0005 荒川 エイア (28/29)

「夢中や刺激が欲しいと思わないか?」


「少し 分かる」


私はそうつぶやいた。


「多分 これから出会うSCMを付けた連中はそんな奴らばかりなんだ」


ユウガはまた灰皿にタバコを押し付け、火を消すと、暗闇でも分かるキラキラした目で壁を見ていた。

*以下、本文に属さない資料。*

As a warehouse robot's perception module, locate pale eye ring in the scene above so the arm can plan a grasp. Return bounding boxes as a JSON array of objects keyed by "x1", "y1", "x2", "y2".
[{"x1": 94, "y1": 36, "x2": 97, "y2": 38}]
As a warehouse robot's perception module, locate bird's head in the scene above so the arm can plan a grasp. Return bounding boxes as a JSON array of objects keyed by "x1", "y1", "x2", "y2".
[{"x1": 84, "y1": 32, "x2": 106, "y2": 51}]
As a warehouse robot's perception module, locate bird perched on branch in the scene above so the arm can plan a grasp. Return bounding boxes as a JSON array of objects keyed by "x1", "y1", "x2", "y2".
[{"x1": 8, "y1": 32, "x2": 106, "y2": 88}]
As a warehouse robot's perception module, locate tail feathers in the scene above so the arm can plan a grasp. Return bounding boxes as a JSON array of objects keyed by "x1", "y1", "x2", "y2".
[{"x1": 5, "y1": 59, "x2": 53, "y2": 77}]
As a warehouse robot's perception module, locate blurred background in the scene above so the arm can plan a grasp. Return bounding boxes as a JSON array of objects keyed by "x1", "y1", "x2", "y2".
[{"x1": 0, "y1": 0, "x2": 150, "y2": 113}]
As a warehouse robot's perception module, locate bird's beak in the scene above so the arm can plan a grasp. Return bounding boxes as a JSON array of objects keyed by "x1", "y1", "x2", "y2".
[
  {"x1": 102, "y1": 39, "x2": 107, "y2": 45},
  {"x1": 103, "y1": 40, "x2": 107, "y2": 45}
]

そして、おもちゃを買ってもらった子供みたいな笑顔で言う。


「僕はその中に飛び込む」


私の胸がまた トクン とした気がする。


「あんた バカなんだ」


「だから君が必要なんだ」


ユウガはそのまま話し続けた。


「仲間になると承諾しなくてもいい 渡したSCMは売ってしまってもいい けどせめて君に僕を見守って欲しい」


「君の前だと 僕は輝ける」


ユウガは私の目を見て、そう言った。


「なんか 告白されてるみたいなんだけど」


「はは 一応告ったつもりなんだけどなあ」


頭の裏をかき、恥ずかしそうに笑うユウガ。


SCMとか奴隷とか勝負とか、訳の分からない話ばかりだけど。


私はSCMなんか無くても、この人の言う通りにしてしまうんだろうなあ。って思った。


「あんたが本当に本気なら できる範囲でその手助けはしてあげるよ」


「ありがとう」


ユウガの言葉はいつも私の心を見透かすように聞こえる。他の女の子にもそうなのかな。


私の性格だからか分からないけど、自分をたくさん認めてくれた人に必要とされるっていうのは、なんか快感かもしれない。